Other factors like the power that his job gave him and the fact that everyone underestimated him and thought he was not a threat all played a part. In my opinion, the most important reason was the mistakes made by Trotsky himself because of his character. It was Trotsky losing it rather than Stalin winning it. It is because firstly, in terms of personal charm and intellectuality, Stalin was nowhere as outstanding as Trotsky. He was a poor speaker, he did not have clear views or directions and he did not have any major contributions to the Party.
On the other hand, Trotsky was totally opposite of him. He was a charming leader, intellectual and an excellent orator. No matter how cunning Stalin was, if Trotsky was less arrogant, respected other people and was less dogmatic on issues that he believed were right, he would still be far more popular than Stalin as he was so intellectual and had made so many contributions to the Party, as people usually follow classic leaders unless their strong character twisted into threat, then people would turn to mediocre leaders who provide more sense of safety and are believed to be easier to work with.

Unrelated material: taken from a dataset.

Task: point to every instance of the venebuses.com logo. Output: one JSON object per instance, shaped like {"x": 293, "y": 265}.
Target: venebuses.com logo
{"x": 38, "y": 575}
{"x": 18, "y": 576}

Secondly, although Stalin was very cunning and tricked Trotsky several times, an intelligent man like Trotsky should not have fallen into the traps if he was more alert and did not assume that everyone would just accept him as the leader. Had he regarded Stalin as his rival, he would at least be more careful on everything he does and act less rashly, for example thinking twice before resigning from the post of Commissar of War.
He would also probably have done something to secure his popularity, for example building his support base in the Central Committee and trying to side with Kamenev and Zinoviev, who he shared the same political view to prevent himself being marginalised. In that case, Stalin’s cunning and ruthlessness would not have worked.